On Wed, Jan 27, 2010 at 12:38:47AM +0000, Rob Sheldon wrote:

> Hi,
> 
> So, the short version is that I have a server with OpenBSD 4.6 that can't
> fsck its big partition; fsck fails with a segfault every time. If I "ulimit
> -d unlimited" before fsck'ing, it just takes a little longer to segfault.
> It produces no other output. IIRC, the partition is roughly 6 TB. Two
> questions then: is there any way through this that doesn't involve
> newfs'ing the partition, and is there a "right" way to do a partition of
> that size in OpenBSD given fsck's 1G hard limit?

No, there is no other way. I've posted a small piece of code some time
ago that estimate the amount of mem needed for doing an fsck during newfs.

Therse days, amd64 is the only platform that increases the limit
(MAXDSIZE) to 8G. Though you venture into untested territory, we
(myself at least) just do not have the hardware to test anything
beyond 2T. 

> 
> The longer version: this is a backup server running backuppc for a
> corporate client ("large enough number of workstations") that does research
> work ("some really big files"). I _thought_ I had read the big filesystem
> FAQ carefully, but somehow missed that fsck simply couldn't handle anything
> over 1TB without doing funny things during the fs setup. So, this
> particular partition was backuppc's data directory, and it was set up with
> the default block sizes. Also possibly noteworthy: there's no swap, the OS
> and other partitions are all running off of a USB flash drive for various
> reasons.

The SEGVs may be related to not having swap.

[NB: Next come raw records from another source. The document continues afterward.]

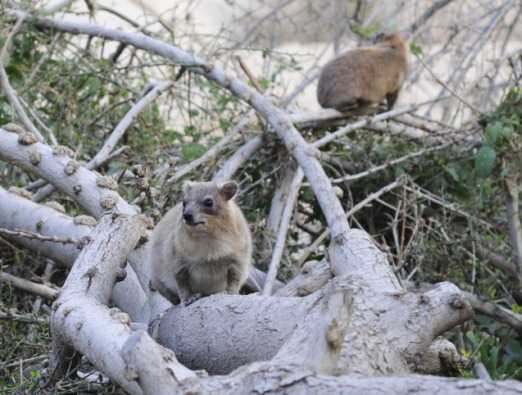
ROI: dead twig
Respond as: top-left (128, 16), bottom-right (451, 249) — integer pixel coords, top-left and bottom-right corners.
top-left (0, 271), bottom-right (58, 300)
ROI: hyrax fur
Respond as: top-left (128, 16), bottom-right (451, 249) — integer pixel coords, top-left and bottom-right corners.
top-left (150, 181), bottom-right (252, 304)
top-left (317, 34), bottom-right (408, 112)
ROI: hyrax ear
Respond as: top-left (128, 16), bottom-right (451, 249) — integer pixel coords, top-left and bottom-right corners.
top-left (183, 181), bottom-right (194, 195)
top-left (218, 181), bottom-right (238, 200)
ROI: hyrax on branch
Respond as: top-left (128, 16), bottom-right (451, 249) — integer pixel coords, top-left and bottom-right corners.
top-left (317, 34), bottom-right (408, 112)
top-left (150, 181), bottom-right (252, 304)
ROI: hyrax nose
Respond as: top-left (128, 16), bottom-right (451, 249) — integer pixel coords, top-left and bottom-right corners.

Running OpenBSD in
overcommitted state is not what you want. 

> 
> If I have to wipe the partition and start over, it's not a disaster. This
> was a newer server, the old backup server was still online and still had
> some disk left, so I get to keep my butt out of a sling. But, if I'm going
> to have to do that, then I also need to consider whether it might just be
> better to use a different OS. (No foul intended, I'm a big fan of OpenBSD,
> but it just might not be the right tool for this job.)
> 
> There's no dmesg attached because I'm not on-site with the server at the
> moment, and because AFAICT this is a known problem.

A pity, since it does matter what platform you run on. fsck needing a
lot of memory is indeed a known problem, but the SEGVs are not. You
might want to check if they still occur when you have enough swap.